How is that spam?  He is not selling anything or pushing a product.

Pookybear


----------



## gc53dfgc (Apr 13, 2010)

pookybear said:


> How is that spam?  He is not selling anything or pushing a product.
> 
> Pookybear


yes he is(correction "was").

his user name is(was) "shopreplicawatches"

His signature is(was) links to a bunch of fake or "replica" watch sale sites.

His post was about nothing and especially nothing even related to this thread or anyhting really for that matter.

He says hello. then something about his first time being on a forum like this or being a guide on this site? Then according to yours in hope of later then to "shop replica watches. Sure looks like pushing a product to me. maybe the word isn't a spammer but sure doesn't sound like he cares about this site or anything. Look at his other 2 posts and where they are posted in and what they translate to. Oh and my translation say he wants to be our leader?


----------



## gc53dfgc (Apr 13, 2010)

Does this gold engine still exist or was it melted down or something?


----------



## tjcruiser (Jan 10, 2010)

The watch spammer has been decimated.


----------



## cabledawg (Nov 30, 2010)

norgale said:


> Here's another engine with a ton of wheels. This one is real and was also made in a 2-8-8-8-4 configuration. Pretty neat. Pete
> 
> This picture is from the June 1972 MR magazine.

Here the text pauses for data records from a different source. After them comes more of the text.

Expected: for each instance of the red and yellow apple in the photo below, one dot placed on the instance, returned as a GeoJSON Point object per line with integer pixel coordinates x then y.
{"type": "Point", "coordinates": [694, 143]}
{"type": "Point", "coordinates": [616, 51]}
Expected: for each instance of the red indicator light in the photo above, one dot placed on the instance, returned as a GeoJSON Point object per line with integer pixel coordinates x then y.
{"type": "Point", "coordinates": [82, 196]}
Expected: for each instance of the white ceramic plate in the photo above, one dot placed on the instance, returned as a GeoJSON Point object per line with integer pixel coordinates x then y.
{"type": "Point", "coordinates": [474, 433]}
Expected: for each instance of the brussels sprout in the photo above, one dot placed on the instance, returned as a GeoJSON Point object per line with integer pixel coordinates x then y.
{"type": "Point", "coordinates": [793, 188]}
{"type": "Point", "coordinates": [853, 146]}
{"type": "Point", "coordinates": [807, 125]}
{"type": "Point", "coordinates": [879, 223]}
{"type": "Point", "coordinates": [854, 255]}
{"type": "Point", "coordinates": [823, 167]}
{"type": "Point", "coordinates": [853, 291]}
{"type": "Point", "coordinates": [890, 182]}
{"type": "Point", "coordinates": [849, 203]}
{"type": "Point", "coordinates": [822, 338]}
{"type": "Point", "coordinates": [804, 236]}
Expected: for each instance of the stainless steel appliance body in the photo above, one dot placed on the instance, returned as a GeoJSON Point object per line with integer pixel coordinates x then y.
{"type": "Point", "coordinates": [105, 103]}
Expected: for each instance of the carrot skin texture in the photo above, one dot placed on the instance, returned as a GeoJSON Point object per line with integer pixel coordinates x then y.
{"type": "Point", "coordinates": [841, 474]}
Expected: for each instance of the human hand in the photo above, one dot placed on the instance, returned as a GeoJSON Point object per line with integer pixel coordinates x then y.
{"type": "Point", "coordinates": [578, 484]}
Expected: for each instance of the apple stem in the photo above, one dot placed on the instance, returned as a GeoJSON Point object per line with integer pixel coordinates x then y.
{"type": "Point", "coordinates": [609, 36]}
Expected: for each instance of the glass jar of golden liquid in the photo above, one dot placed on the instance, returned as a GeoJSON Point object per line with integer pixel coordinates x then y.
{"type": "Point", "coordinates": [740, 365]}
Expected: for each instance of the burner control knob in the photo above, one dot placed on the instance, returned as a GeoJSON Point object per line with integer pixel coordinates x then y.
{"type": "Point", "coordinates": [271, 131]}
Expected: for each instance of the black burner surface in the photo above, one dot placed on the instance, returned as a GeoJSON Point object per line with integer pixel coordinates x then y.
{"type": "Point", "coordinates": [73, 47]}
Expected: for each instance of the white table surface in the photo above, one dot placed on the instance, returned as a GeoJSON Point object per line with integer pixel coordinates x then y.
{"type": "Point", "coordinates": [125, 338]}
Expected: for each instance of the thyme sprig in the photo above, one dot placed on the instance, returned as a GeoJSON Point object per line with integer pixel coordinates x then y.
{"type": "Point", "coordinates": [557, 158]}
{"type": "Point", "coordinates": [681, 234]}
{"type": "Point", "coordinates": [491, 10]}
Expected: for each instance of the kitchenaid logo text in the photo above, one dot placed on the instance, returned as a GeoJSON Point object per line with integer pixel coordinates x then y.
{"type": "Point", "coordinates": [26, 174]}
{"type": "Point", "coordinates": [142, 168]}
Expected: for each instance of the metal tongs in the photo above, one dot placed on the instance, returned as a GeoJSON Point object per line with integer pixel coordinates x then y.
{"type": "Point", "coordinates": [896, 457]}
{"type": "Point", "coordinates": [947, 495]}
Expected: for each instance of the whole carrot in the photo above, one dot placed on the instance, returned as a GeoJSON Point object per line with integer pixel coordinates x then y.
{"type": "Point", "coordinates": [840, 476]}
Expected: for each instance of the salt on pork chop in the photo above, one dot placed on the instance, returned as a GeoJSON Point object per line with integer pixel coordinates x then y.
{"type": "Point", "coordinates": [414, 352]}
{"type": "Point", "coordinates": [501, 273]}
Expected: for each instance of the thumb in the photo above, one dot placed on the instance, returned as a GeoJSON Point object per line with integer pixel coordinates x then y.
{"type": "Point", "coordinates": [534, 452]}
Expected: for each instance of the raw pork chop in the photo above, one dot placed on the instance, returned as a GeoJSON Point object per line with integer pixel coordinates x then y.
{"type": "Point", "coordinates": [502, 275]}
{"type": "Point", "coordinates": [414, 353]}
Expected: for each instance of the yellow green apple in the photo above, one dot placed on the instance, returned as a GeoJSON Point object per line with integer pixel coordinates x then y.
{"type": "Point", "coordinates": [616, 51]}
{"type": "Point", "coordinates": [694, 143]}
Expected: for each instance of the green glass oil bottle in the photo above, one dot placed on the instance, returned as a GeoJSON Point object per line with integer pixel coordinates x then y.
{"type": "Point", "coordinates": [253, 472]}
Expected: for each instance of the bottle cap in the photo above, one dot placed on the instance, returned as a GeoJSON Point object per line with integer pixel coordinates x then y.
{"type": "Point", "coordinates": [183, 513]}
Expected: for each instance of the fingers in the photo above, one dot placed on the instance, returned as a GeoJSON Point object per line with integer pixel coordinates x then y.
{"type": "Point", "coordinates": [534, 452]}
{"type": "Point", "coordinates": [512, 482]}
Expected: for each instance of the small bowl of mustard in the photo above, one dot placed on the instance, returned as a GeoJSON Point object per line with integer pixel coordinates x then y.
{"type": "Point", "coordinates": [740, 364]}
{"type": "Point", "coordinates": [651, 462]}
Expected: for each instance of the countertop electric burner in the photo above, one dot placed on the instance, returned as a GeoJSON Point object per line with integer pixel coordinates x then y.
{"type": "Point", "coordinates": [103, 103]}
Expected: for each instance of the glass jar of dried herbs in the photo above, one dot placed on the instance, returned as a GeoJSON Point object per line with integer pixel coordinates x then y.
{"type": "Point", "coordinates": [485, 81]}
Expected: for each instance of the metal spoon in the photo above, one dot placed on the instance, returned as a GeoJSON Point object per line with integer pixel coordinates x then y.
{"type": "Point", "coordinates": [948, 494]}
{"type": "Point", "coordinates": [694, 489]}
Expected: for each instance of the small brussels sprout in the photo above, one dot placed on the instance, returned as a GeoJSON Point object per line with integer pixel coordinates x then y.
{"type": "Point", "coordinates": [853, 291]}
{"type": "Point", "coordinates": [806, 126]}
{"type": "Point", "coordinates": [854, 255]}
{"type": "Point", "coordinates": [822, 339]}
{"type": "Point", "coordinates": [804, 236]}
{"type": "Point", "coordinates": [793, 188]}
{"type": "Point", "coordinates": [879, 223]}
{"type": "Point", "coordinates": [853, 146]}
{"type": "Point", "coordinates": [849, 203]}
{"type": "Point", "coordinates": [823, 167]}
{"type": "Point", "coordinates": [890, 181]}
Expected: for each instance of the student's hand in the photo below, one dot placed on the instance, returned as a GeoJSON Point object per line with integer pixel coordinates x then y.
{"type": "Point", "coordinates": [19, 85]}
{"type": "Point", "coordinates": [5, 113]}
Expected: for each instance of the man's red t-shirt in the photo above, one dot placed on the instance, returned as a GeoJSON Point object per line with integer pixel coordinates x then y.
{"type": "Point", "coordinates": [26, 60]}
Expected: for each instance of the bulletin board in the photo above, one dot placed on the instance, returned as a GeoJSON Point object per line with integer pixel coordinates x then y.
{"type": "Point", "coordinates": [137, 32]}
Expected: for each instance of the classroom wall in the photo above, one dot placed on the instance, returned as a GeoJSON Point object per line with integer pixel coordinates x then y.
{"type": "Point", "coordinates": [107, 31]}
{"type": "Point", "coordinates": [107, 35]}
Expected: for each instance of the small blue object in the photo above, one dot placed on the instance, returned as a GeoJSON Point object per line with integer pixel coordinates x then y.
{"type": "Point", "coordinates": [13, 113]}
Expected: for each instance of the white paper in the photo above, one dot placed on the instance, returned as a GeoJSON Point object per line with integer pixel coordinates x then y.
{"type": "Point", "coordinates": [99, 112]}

If memory serves me, there were only three of those made. If I can track down the wikilink, I'll post it up.


----------



## norgale (Apr 4, 2011)

gc53dfgc said:


> OK all is well again Back to trains. That's a lot of gold. How many motors did they have inside of it?


Don't know how many motors in the 4-12-12-12-6 but the 2-8-8-8-6 model that I saw recently has three. One for each set of drivers. Pete


----------